17. To replace animal use in testing hepatic toxicity of a drug on trial, which one of the following would be used in vitro to be closest to the in vivo scenario?
(1) Liver cells
(2) Hepatic cell lines
(3) Liver slices
(4) Co-culture of liver parenchymal cells and kupfer cells

To replace animal use in testing the hepatic toxicity of a drug and achieve the closest in vivo scenario, the most suitable in vitro option among the given choices is the co-culture of liver parenchymal cells (hepatocytes) and Kupffer cells. This model better mimics the liver’s complex cellular interactions and immune responses during toxicity than the other options.

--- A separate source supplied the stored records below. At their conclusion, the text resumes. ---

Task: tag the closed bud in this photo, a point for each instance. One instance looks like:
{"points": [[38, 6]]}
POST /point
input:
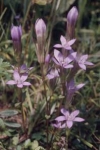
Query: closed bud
{"points": [[16, 33], [40, 28], [47, 58], [71, 21]]}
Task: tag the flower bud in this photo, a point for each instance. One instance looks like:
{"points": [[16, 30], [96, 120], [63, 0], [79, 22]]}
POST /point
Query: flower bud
{"points": [[71, 21], [47, 58], [16, 33], [40, 29]]}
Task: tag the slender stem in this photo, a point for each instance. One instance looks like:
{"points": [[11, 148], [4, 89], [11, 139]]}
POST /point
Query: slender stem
{"points": [[47, 104]]}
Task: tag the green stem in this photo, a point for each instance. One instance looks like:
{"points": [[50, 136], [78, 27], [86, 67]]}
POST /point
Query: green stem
{"points": [[47, 104]]}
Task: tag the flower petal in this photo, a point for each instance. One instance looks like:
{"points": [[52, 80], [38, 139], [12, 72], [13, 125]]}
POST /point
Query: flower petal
{"points": [[69, 124], [58, 46], [11, 82], [78, 119], [71, 41], [65, 112], [63, 40], [60, 118], [24, 77], [68, 66], [79, 86], [16, 76], [82, 66], [89, 63], [26, 83], [20, 85], [74, 113]]}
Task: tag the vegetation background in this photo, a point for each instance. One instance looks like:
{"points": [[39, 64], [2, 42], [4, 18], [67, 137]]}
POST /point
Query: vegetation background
{"points": [[87, 136]]}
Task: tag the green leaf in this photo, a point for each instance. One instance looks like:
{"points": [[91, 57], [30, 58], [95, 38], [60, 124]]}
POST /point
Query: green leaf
{"points": [[13, 125], [8, 113]]}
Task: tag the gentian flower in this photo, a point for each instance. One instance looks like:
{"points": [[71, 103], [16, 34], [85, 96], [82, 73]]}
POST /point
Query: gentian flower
{"points": [[40, 29], [71, 21], [53, 74], [68, 119], [16, 33], [20, 81], [72, 88], [82, 61], [23, 69], [63, 62], [65, 44]]}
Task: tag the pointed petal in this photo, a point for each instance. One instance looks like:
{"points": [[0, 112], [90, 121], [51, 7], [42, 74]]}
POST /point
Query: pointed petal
{"points": [[69, 124], [63, 40], [58, 46], [11, 82], [78, 119], [26, 83], [60, 118], [71, 41]]}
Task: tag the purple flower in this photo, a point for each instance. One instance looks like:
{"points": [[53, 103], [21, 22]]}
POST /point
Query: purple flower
{"points": [[16, 33], [47, 58], [71, 21], [68, 119], [40, 29], [63, 62], [72, 16], [82, 61], [72, 88], [20, 81], [23, 69], [53, 74], [65, 44]]}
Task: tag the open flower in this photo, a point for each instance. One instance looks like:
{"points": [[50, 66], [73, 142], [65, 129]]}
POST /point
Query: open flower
{"points": [[20, 81], [65, 44], [82, 61], [67, 119], [63, 62], [53, 74]]}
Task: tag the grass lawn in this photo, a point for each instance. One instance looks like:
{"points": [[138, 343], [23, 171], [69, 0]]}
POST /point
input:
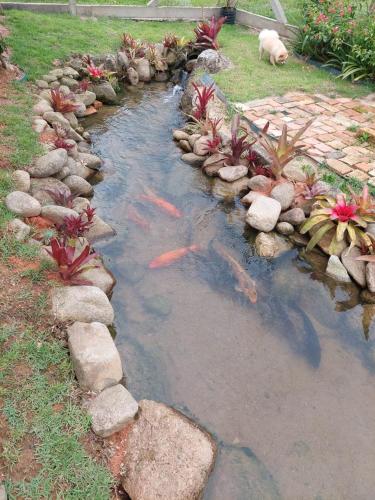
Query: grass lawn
{"points": [[250, 78]]}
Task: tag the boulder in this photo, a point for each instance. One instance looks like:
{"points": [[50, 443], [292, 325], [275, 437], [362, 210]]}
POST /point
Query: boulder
{"points": [[193, 159], [49, 164], [22, 204], [166, 455], [294, 216], [21, 180], [260, 183], [231, 174], [271, 245], [56, 214], [95, 359], [355, 268], [19, 229], [78, 185], [212, 61], [105, 92], [111, 410], [38, 189], [336, 270], [263, 213], [284, 194], [81, 303]]}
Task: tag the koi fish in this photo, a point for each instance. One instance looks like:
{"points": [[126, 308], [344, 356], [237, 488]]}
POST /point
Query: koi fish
{"points": [[245, 284], [137, 218], [168, 258]]}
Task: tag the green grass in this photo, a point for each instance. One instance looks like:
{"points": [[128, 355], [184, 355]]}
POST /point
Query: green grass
{"points": [[249, 79]]}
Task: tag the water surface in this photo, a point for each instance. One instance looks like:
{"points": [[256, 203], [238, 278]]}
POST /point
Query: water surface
{"points": [[286, 385]]}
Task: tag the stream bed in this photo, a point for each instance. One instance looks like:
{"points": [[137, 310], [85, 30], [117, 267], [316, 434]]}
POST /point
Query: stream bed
{"points": [[286, 386]]}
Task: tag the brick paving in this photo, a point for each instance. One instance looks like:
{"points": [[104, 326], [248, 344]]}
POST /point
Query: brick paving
{"points": [[333, 138]]}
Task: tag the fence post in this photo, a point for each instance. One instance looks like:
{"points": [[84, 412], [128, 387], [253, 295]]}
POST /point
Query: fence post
{"points": [[278, 11], [73, 7]]}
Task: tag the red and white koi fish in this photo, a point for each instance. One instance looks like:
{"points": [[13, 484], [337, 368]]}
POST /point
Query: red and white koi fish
{"points": [[168, 258], [137, 218]]}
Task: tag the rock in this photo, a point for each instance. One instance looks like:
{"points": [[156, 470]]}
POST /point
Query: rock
{"points": [[111, 410], [193, 159], [234, 173], [212, 61], [90, 160], [19, 229], [285, 228], [250, 197], [81, 303], [49, 164], [180, 135], [263, 213], [296, 169], [370, 276], [22, 204], [99, 276], [294, 216], [21, 180], [99, 230], [95, 359], [56, 117], [284, 194], [166, 455], [132, 76], [355, 268], [105, 92], [271, 245], [78, 185], [56, 214], [336, 270], [142, 67], [42, 107], [87, 97], [38, 189], [260, 183]]}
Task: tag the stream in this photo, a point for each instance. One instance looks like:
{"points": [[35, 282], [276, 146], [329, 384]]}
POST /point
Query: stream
{"points": [[286, 386]]}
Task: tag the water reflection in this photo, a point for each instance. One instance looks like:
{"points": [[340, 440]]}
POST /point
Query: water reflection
{"points": [[286, 384]]}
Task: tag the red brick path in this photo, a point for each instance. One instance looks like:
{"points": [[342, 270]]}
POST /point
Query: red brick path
{"points": [[328, 139]]}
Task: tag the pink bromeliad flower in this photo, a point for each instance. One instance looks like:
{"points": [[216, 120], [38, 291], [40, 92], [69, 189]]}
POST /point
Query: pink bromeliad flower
{"points": [[342, 211]]}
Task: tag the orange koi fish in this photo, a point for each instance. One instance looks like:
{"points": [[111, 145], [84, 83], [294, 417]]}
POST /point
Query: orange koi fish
{"points": [[168, 258], [137, 218]]}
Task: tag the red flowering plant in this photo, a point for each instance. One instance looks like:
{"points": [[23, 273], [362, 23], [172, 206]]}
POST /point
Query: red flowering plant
{"points": [[341, 218]]}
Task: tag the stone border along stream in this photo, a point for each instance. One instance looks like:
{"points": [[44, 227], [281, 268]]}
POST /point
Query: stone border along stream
{"points": [[184, 454]]}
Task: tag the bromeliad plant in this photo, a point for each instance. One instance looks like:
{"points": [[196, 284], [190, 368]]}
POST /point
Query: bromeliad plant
{"points": [[346, 218], [207, 33], [283, 151]]}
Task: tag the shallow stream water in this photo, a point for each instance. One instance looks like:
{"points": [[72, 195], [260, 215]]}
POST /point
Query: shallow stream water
{"points": [[287, 385]]}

Explanation of each option:

1. Liver cells (primary hepatocytes): These are isolated functional liver cells used for toxicity testing. While they retain many liver-specific functions, they typically lack the non-parenchymal cells such as Kupffer cells that are important to simulate the liver’s immune responses. Hepatocytes alone can metabolize drugs but don’t fully replicate the liver microenvironment.

2. Hepatic cell lines: These immortalized cells are easier to culture but often lose many liver-specific functions and drug metabolism capacities. They do not fully represent the liver’s complexity and are less predictive of in vivo toxicity.

3. Liver slices: These are thin slices of liver tissue maintaining multiple cell types and tissue architecture. They can mimic the in vivo environment well initially but have a limited culture period (usually up to 24-48 hours), and metabolic activities decline over time.

4. Co-culture of liver parenchymal cells and Kupffer cells: This model combines primary hepatocytes with Kupffer cells, the liver-resident macrophages, to enable assessment of both metabolic and immune-mediated hepatotoxicity. It offers a more physiologically relevant and stable platform for extended toxicity testing closer to in vivo conditions.

In summary, the co-culture system (option 4) is closest to the in vivo scenario because it reflects the liver’s multicellular environment, including metabolic and immune responses, which are crucial for accurately predicting drug-induced liver toxicity.​

Introduction:
The development of new drugs requires rigorous testing for hepatic toxicity to ensure safety. Traditionally, animal models have been used, but ethical considerations and species differences have driven the search for effective in vitro alternatives. Among various in vitro systems, co-culturing liver parenchymal cells (hepatocytes) with Kupffer cells closely replicates the liver’s complex microenvironment, metabolic functions, and immune responses, making it the most reliable replacement for animal testing in predicting hepatotoxicity.

This article explains that while liver cells, hepatic cell lines, and liver slices have limitations, the co-culture of hepatocytes and Kupffer cells offers a closer simulation of in vivo liver function for drug toxicity testing, making it the preferred in vitro model.